Additional revisions of note include a rethink of the intake and cooling strategies. Like on the 488 Challenge, engineers relocated engine air intakes to the bodywork surrounding the rear spoiler, providing a ram effect; the Ferrari 308-inspired classic-style intakes on the car’s flanks now only help cool the engine compartment rather than feed the monster that lies inside it. This change increased airflow and allowed the installation of a larger intercooler. The front-mounted radiators are reoriented so they angle toward the car’s rear rather than toward the front as on the GTB, resulting in a 7 percent improvement in cooling efficiency, according to Ferrari.

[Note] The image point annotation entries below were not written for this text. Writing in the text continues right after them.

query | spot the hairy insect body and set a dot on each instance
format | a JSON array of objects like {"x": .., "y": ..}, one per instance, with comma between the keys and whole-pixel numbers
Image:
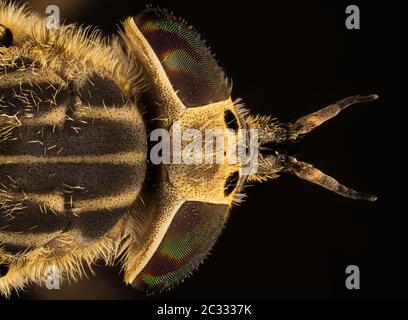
[{"x": 76, "y": 184}]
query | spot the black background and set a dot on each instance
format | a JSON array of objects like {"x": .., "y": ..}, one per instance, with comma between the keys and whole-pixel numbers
[{"x": 292, "y": 239}]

However, beginning our test drive with four laps of Fiorano—it’s always nice to start your day with more than 700-hp beneath your right foot in a car you’ve never driven, on a track you haven’t tackled in several years—Ferrari doesn’t oversell the point about horsepower. Not exactly, anyway; rather, it makes a strong impression about how the car’s brain manages all the power and torque via the latest version of the company’s already excellent Side Slip Control, in this guise featuring a “lateral dynamics control system” with a marketing-friendly tag that sounds an awful lot like those ubiquitous products you see advertised in the back of men’s magazines: “Ferrari Dynamic Enhancer.” The simplest way to think of it is an additional stream of braking information the onboard driver-aid network processes in the form of brake vectoring, side-to-side and front-to-rear. It only works with the steering-wheel-located manettino switch dialed to the traction control’s “CT Off” setting, which sounds a little intimidating for racetrack runs straight out of the box.

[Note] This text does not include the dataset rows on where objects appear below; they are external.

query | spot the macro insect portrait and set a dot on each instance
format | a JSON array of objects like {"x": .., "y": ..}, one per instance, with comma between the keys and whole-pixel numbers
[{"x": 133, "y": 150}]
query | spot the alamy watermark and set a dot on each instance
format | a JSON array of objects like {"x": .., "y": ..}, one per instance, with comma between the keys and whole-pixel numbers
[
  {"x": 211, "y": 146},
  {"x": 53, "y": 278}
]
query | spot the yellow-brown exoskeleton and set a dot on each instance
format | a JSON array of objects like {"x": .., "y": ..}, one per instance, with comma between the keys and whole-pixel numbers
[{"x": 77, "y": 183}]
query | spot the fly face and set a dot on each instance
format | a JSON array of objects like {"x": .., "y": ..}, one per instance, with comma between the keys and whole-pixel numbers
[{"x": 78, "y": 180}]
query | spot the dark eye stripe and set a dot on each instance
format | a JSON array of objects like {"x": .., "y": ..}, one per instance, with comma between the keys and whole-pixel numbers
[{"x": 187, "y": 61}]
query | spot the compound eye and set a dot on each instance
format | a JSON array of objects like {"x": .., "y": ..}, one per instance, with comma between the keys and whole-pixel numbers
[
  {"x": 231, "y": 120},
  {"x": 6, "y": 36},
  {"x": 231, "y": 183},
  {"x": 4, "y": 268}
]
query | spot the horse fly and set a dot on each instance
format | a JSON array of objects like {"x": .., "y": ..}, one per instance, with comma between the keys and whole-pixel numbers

And at first, for a lap or two, it is. Before lighting off from the pit lane, one of Ferrari’s test drivers piloted us on a couple of laps, rear end sliding all over the place. “You can keep your foot down through the exits,” he said. “Use small corrections on the wheel and you can do this, no problem.” It is one thing to see and hear it from someone else, quite another to implement it yourself so quickly after you push the start button. As a result, the first few attempts are too cautious, the car remaining planted thanks to the tacky grip from the bespoke, Ferrari-spec’ed 20-inch Michelin Pilot Sport Cup 2 tires (treadwear 180).

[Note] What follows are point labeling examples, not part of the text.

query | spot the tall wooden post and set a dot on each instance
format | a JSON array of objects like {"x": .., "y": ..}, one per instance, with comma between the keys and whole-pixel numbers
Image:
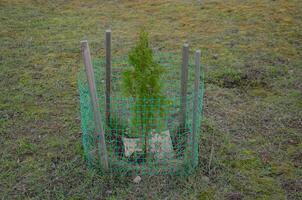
[
  {"x": 108, "y": 75},
  {"x": 195, "y": 106},
  {"x": 184, "y": 85},
  {"x": 99, "y": 131}
]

Screw it. Hammer down on the next third-gear right-hand corner and, lookout, the tail snaps away. Jolted by the quick breakaway, opposite lock is accompanied by a huge throttle lift. The rear comes back into line in a sloppy display of non-drifting, but it’s clear there’s something to this, so try again. Get the nose turned in, bend it to the apex, and then unleash the power without fear. It takes some mental adjustment, a sort of eerie faith everything will stay rubber-side down, but soon you feel the rear begin to slip in linear, not snappy, fashion. Keep your foot in it and use small corrective steering inputs as instructed to, and the car comes back in line with ease. Not that our attempts with only four laps allotted were anywhere near what Ferrari’s drivers demonstrated, not even close. But nevertheless an epiphany formed and confidence began to build. With another five or 10 laps, we’ve no doubt the experience, and the slip angles, would have gotten nothing but better and bigger. That’s not important, though; the significant takeaway is that arguably never before have non-professional drivers been able to wield such an ominous amount of rear-drive power so gracefully.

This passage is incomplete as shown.